Habló del precio del silencio.

Habló de cómo una organización empezaba a corromperse cuando quienes limpiaban los cuartos, servían las mesas o revisaban las cuentas sentían que nadie los escucharía.

Después invitó a Lucía.

Ella subió.

Las luces le recordaron la noche en que Beatriz le había dicho que no era nadie.

Miró a los empleados.

—Mi padre decía que la verdad sin pruebas podía ser negada —comenzó—. También decía que las pruebas sin valor podían permanecer escondidas durante generaciones.

Elena la observaba con los ojos húmedos.

—Esta oficina no fue creada para proteger la reputación de una empresa. Fue creada para proteger a las personas cuando decir la verdad ponga en riesgo su empleo, su familia o su seguridad.

Lucía hizo una pausa.

—Nadie volverá a ser llamado reemplazable por negarse a obedecer una orden ilegal. Nadie tendrá que elegir entre alimentar a sus hijos y denunciar un abuso. Nadie será invisible solo porque lleva un uniforme.
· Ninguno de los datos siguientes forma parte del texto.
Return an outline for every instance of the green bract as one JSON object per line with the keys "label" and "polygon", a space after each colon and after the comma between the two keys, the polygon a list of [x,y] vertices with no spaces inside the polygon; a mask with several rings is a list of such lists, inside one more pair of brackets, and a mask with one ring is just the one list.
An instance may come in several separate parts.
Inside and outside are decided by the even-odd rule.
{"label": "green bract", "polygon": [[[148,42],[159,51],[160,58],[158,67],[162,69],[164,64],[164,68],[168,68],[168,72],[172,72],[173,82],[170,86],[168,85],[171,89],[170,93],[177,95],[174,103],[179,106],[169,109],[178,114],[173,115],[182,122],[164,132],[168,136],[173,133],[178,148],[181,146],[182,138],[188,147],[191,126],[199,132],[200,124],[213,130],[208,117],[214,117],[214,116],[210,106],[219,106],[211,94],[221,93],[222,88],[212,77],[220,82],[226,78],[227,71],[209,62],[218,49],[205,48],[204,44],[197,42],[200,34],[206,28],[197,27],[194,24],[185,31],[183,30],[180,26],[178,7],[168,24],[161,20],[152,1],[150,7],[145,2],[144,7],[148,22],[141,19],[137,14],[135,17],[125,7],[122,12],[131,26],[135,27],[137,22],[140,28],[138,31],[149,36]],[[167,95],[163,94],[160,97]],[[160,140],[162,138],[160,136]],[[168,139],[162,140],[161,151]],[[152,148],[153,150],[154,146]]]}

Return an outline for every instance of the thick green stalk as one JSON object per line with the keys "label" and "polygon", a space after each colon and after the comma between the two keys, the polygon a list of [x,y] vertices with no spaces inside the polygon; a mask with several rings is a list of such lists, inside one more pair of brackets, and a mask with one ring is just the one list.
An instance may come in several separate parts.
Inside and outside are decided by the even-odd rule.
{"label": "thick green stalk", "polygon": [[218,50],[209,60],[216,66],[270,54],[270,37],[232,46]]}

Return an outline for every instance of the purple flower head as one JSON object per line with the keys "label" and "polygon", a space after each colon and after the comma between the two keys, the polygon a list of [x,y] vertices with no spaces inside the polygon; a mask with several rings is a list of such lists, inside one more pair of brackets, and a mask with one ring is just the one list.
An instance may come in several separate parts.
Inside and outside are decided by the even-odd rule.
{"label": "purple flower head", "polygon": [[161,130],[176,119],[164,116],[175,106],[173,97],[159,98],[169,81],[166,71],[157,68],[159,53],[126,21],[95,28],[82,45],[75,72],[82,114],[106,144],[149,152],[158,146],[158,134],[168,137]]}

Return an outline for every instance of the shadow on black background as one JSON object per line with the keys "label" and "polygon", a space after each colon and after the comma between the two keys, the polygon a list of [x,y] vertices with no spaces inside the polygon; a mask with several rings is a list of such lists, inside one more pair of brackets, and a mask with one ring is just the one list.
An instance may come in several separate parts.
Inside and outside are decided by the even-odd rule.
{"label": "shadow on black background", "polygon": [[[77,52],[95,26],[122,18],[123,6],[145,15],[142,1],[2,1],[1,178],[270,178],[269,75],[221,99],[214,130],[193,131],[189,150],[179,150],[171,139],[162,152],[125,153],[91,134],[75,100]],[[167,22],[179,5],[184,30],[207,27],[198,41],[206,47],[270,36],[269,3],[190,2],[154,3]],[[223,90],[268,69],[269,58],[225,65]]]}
Los aplausos comenzaron desde la mesa de Maribel.

Luego se extendieron por el salón.

Lucía buscó a su madre.

Elena levantó la mano.

No aplaudía como los demás.

Movía los dedos con el gesto que hacía cuando Lucía terminaba una canción de niña.

Mateo se acercó cuando bajaron del escenario.

—Su padre estaría orgulloso.

—Mi madre dice lo mismo.

—¿Y usted qué dice?

Lucía miró el salón.

—Que todavía hay mucho trabajo.

—Siempre responde como auditora.

—Y usted sigue hablando demasiado para ser director ejecutivo.

Un mesero se acercó con dos copas de agua mineral.

Mateo miró la suya.

—¿Es segura?

Lucía revisó la tapa.

—La abrí yo misma.

Mateo tomó un sorbo.

—Entonces confío.

Ella lo observó.

—No confíe ciegamente.

—No lo hago.

—¿Cuál es la diferencia?

Mateo levantó la copa.

—Ahora sé que la confianza verdadera no consiste en dejar de mirar. Consiste en mirar juntos.

Lucía tomó su agua.

A través de los ventanales, la Ciudad de México brillaba bajo una noche clara.

Su padre no volvería.

Los años perdidos no regresarían.

Algunas heridas nunca desaparecerían por completo.

Pero Ignacio ya no podía decidir quién merecía la verdad.

Catalina ya no podía llamar protección al encierro.

Elena ya no era un fantasma dentro de una fotografía.

Y Lucía ya no necesitaba recorrer los pasillos fingiendo ser invisible.

Alzó su copa.

—Por quienes hablaron aunque nadie quisiera escuchar.

Mateo hizo chocar suavemente su cristal contra el de ella.

—Y por quienes aprendieron a escuchar antes de que fuera demasiado tarde.

En la mesa del fondo, Elena comenzó a cantar la canción que solía interpretar en La Jacaranda.

Primero lo hizo en voz baja.

Luego otros se unieron.

Meseros.

Cocineros.

Camaristas.

Jubilados.

La verdad, después de tantos años encerrada en archivos, habitaciones y sótanos, finalmente había aprendido a cantar.

Y esta vez nadie pudo volver a silenciarla.